Until he found… Well, at first he wasn’t really sure what it was.

He was exploring an urban area, an environment he’d never spent much time in before. That was unnerving enough, and if he weren’t desperate for a breakthrough, he probably would have passed on investigating the uncannily well-lit basement. But then he realized it was leading down. Very, very far down.

There was a chance that this had nothing to do with the oviraptors. It was just a strange, human-built basement that no dinosaur was ever meant to traverse. But it was best to leave no stone unturned in an investigation, wasn’t it?

So Vanim ventured down, down, his path lit by old lightbulbs that somehow still had power in them. It eventually led him underwater. Not in the water, but rather in a long, glass tunnel that went across the sea floor. Vanim looked around at the ocean arcing around him, the sea creatures swimming past him without a second glance. He’d visited the ocean before, but never swam in it, let alone dived underneath it… Or walked underneath it, as it were. The experience was deeply surreal.

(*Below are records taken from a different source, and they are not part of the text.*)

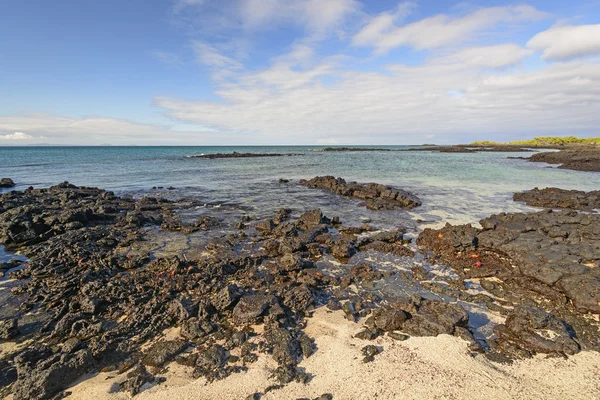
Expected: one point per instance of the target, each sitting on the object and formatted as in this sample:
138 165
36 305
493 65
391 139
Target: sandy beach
428 367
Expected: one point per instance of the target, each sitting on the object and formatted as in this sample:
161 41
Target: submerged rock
560 198
6 183
377 196
162 352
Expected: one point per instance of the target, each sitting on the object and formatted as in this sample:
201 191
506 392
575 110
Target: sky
296 72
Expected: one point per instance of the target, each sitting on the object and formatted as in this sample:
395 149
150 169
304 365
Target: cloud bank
471 78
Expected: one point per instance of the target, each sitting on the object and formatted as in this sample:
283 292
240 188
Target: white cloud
16 136
441 30
405 103
495 56
100 130
567 42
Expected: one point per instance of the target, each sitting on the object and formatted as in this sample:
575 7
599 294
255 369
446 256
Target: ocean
454 187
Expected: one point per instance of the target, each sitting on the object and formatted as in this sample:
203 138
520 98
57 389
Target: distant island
542 141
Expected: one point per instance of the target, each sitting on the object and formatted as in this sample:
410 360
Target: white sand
419 368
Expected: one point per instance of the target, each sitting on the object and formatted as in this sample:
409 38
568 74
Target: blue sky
296 71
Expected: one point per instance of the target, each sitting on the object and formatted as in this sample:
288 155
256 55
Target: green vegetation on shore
543 141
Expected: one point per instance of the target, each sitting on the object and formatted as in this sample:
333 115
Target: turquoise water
457 188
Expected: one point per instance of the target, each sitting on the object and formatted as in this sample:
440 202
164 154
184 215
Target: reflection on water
458 188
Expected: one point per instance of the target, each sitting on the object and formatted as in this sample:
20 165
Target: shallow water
456 188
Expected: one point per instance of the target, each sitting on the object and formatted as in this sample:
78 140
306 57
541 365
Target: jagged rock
6 183
163 352
42 374
8 329
377 196
249 308
390 319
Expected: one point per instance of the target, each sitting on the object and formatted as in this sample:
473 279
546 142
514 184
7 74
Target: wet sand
420 367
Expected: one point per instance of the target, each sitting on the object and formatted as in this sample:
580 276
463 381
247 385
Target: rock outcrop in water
349 149
376 196
560 198
101 291
6 183
546 261
587 159
235 154
100 296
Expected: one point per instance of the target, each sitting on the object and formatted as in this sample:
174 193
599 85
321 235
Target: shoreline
418 368
209 280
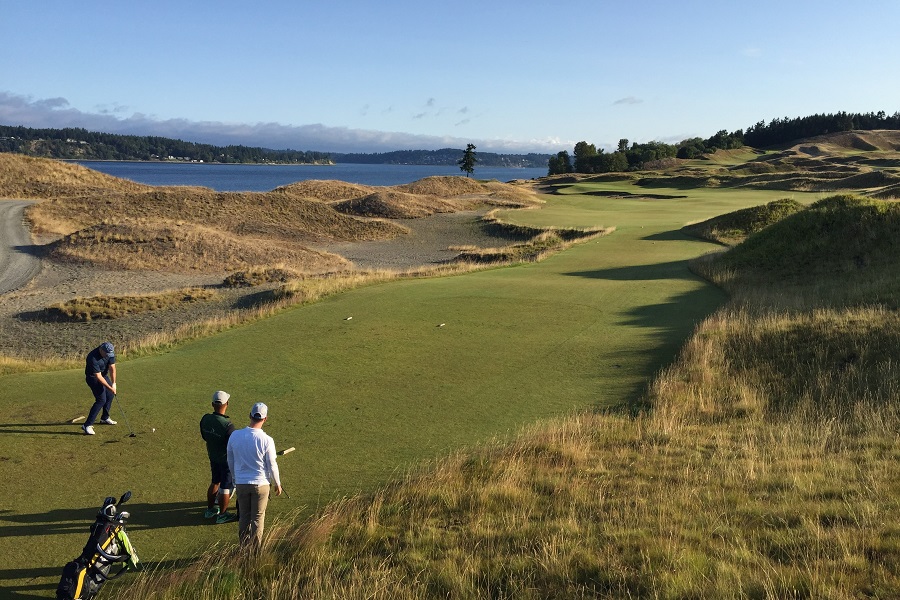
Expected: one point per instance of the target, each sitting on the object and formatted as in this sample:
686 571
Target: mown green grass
763 469
365 398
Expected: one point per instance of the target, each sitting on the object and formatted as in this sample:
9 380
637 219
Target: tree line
588 159
78 143
442 157
784 131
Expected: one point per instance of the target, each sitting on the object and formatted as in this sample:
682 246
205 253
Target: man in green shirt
216 428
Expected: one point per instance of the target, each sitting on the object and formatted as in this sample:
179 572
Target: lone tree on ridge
467 162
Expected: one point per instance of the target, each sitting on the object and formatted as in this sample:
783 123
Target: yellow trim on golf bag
80 585
83 573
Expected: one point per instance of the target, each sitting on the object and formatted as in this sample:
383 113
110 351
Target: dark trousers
102 401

Admittedly, he’d never given much thought to what the world looked like underwater. But he didn’t think he would have been able to paint an accurate picture even if he tried. Coral bloomed as bright as flowers and in as many shapes: some circular and wrinkly, some shooting upwards like tree saplings, some fanning out in a dozen different directions. All around him swam undersea creatures. Some were familiar, like the scuttling crabs and stalking sharks. But some he’d never even heard of before. A strange many-armed beast wrestled with a clam shell. Small fish clung to the bellies of their larger fellows. Fleshy pink stars clung to rocks and to the glass tunnel itself.

There was a whole world in the waters beneath his home, and he’d never thought of it at all! Vanim wondered what other things he’d missed in his incuriousity.

The tunnel seemed to stretch on forever, and Vanim began to think that it must lead all the way to the other side of the world. But, gradually, the path began to dip, taking him on a gentle descent. It had to lead to something, something important.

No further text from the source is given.